High profit: The city with the highest overall sales is Tyler, which has moderate variability in sales and corresponding sales volume.
Medium profit: The cities with moderate sales and corresponding sales volume are Beaumonth and Bryan-College Station.
Both show comparable median values, but the former has much lower variability than the latter, which nevertheless appears to have the greatest fluctuations in sales compared to all the others. In fact, the mean value, represented by (*), highlights this phenomenon.
The phenomena identified above are evaluated in more detail:
In this detailed analysis, the asterisk (*) no longer represents the average value per city but rather the median value, thus simplifying the comparison of the overall annual sales trend for each city. It is noted that, with the exception of Wichita Falls, where the number of sales remains relatively constant, the sales trend has generally increased over time, particularly in Tyler, which consistently shows significant increases compared to Beaumont and Bryan-College Station, which experienced small sales declines in 2010 and 2011.
The same considerations can be made for sales volume.
To better explain the identified phenomena, the distribution of the median price among cities over the various years is considered:
It’s noticeable that for each city, the median price tends to increase over the years.
Considering what we’ve identified so far, we can conclude that the median price is not the key variable that allowed for maximizing sales. In fact, Wichita Falls, despite having a low median price, did not have a high number of sales and consequently a low sales volume.
We now evaluate the impact of listings on sales.

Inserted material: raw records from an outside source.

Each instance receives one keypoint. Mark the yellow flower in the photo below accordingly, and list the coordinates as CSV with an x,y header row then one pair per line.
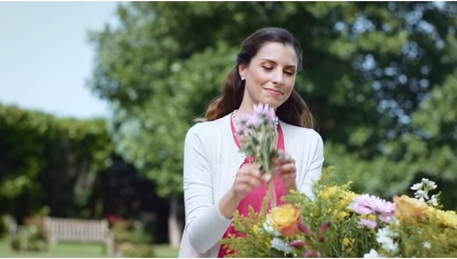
x,y
408,209
284,218
445,218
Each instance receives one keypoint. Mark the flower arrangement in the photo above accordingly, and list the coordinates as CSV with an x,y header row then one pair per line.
x,y
336,222
257,135
340,223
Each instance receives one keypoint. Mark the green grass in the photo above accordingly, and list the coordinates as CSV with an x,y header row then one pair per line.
x,y
76,250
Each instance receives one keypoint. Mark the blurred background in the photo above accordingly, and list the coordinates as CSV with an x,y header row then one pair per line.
x,y
381,78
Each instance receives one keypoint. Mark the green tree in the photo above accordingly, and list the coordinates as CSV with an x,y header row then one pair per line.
x,y
369,66
48,164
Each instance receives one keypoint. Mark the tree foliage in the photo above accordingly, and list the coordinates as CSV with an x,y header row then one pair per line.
x,y
378,75
48,165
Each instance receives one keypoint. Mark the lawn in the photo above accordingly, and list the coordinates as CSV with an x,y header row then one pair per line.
x,y
73,250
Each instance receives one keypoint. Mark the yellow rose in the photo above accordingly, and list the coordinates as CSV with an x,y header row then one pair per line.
x,y
445,218
408,209
284,218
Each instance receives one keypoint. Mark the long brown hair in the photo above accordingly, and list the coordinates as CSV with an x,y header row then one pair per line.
x,y
294,110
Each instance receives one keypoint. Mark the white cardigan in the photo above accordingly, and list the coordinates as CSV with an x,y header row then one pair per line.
x,y
211,161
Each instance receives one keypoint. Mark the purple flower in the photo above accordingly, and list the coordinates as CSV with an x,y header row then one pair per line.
x,y
304,228
297,243
311,253
324,227
369,204
367,223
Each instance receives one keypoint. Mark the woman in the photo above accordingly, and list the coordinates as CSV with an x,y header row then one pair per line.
x,y
218,179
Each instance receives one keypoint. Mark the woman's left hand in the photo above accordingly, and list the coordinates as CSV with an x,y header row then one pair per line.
x,y
286,169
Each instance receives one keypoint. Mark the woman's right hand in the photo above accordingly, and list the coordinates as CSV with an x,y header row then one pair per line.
x,y
247,179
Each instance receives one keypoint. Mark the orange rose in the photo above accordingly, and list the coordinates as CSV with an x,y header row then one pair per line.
x,y
285,219
408,209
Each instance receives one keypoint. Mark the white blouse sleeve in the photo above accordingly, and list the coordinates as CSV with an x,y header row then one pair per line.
x,y
205,223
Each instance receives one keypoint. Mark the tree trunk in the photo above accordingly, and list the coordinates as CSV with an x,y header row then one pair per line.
x,y
174,225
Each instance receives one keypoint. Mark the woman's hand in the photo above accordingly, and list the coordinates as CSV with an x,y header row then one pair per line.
x,y
286,169
247,179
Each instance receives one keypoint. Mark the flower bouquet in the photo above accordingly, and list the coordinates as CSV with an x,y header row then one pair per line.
x,y
341,223
336,222
257,134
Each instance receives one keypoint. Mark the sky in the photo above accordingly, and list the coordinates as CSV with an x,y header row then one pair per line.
x,y
46,59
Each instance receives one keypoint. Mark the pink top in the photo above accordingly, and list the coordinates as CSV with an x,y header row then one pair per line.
x,y
255,198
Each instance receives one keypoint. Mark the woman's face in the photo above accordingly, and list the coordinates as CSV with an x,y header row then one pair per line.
x,y
270,77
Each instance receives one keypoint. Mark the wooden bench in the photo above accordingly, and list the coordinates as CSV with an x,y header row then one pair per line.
x,y
79,230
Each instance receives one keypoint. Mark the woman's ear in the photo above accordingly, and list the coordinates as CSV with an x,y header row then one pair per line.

The graph shows a segmentation of the number of listings across three groups, with a significant spread in the number of sales for each group. This spread may be due to the fact that we are considering all cities together and therefore mixing different markets.
A more detailed segmentation is considered for each city:
The following summary table and its graphical representation shows the relationship between listings and sales volume:
## # A tibble: 4 × 4
## city mean_listings sd_listings mean_volume
## <chr> <dbl> <dbl> <dbl>
## 1 Beaumont 1679. 91.1 26.1
## 2 Bryan-College Station 1458. 253. 38.2
## 3 Tyler 2905. 227. 45.8
## 4 Wichita Falls 910. 73.8 13.9
At this stage, it is clear that the number of advertisements, rather than the price, is the key factor in increasing sales and, by extension, sales volume. To boost sales volume, it is crucial to expand the number of lists.